Defensive coordinator Manny Diaz cautioned that past UM freshmen who begin the year as modest contributors often become much more than that weeks later, citing Jon Garvin, Malek Young and others.

“If you look at our history of developing freshmen the past few years, you see a lot of guys maybe not in September we’re featuring, but by October, November [they have an impact],” Diaz said. “I remember Ahmmon Richards taking games over in October in November [as a freshman].”


Diaz said “depth at linebacker is better than it’s ever been. Mike Smith has really transformed himself. B.J. Jennings and Waymon Steed are really talented guys who should be able to go in the game and function the way our starters to. Having five or six [reliable] guys really helps us.”

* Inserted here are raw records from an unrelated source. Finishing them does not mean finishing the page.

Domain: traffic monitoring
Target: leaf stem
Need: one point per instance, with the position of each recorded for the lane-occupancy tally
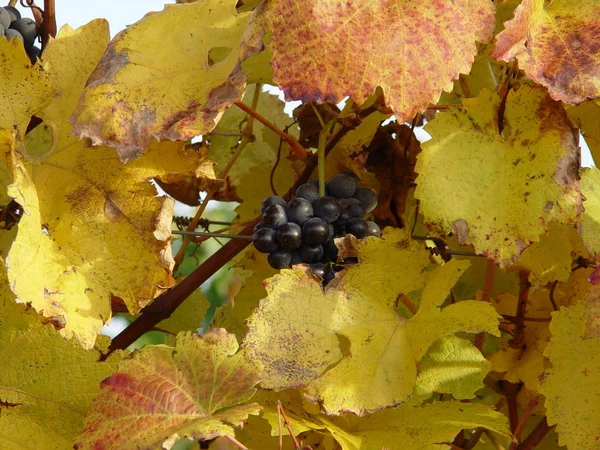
(247, 137)
(235, 442)
(290, 140)
(536, 436)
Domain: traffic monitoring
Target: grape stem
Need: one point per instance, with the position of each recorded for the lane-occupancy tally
(290, 140)
(247, 137)
(164, 305)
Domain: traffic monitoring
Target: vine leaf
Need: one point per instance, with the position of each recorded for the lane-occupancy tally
(556, 45)
(154, 82)
(347, 346)
(530, 172)
(333, 49)
(50, 381)
(585, 116)
(98, 229)
(199, 389)
(26, 89)
(423, 427)
(575, 411)
(590, 219)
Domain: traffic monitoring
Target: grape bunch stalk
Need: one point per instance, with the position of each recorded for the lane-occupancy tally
(13, 26)
(303, 230)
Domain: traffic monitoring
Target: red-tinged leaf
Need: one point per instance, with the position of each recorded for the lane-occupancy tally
(198, 389)
(556, 45)
(329, 49)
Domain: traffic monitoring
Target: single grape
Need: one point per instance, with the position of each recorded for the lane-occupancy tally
(289, 236)
(10, 34)
(315, 231)
(270, 201)
(311, 254)
(354, 177)
(296, 258)
(275, 216)
(34, 53)
(308, 191)
(27, 28)
(280, 259)
(319, 269)
(5, 19)
(258, 226)
(373, 229)
(355, 207)
(358, 227)
(341, 186)
(367, 198)
(265, 240)
(299, 210)
(327, 209)
(331, 251)
(13, 13)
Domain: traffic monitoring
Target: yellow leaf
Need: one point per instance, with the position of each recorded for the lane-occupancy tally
(541, 34)
(423, 427)
(549, 259)
(331, 49)
(347, 345)
(25, 88)
(155, 79)
(571, 385)
(590, 219)
(451, 366)
(91, 228)
(46, 383)
(197, 390)
(522, 179)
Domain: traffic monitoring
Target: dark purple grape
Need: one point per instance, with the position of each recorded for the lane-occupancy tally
(34, 53)
(355, 207)
(265, 240)
(5, 18)
(299, 210)
(327, 209)
(367, 198)
(358, 227)
(373, 229)
(315, 231)
(311, 254)
(27, 28)
(319, 269)
(275, 216)
(341, 186)
(308, 191)
(280, 259)
(270, 201)
(10, 34)
(13, 13)
(296, 258)
(258, 226)
(289, 236)
(331, 251)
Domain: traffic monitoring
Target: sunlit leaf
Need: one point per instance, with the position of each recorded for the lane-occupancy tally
(556, 45)
(413, 50)
(155, 79)
(522, 179)
(199, 389)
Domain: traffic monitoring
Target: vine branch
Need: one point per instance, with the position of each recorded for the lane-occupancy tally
(165, 304)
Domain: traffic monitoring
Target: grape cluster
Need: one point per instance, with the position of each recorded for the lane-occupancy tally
(12, 25)
(303, 230)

The second team offensive line has been, from left to right, D.J. Scaife, Venzell Boulware, Corey Gaynor, Cleveland Reed and Kai-Leon Herbert.

“We moved Scaife to left tackle, moved Venzell to left guard (from right) and Reed at right guard,” Richt said.

Richt said he thinks Boulware can “push” Jones a little bit for the starting role.

Richt said of safety Jaquan Johnson that “half the time he’s playing in the box, being unblocked into the run game.”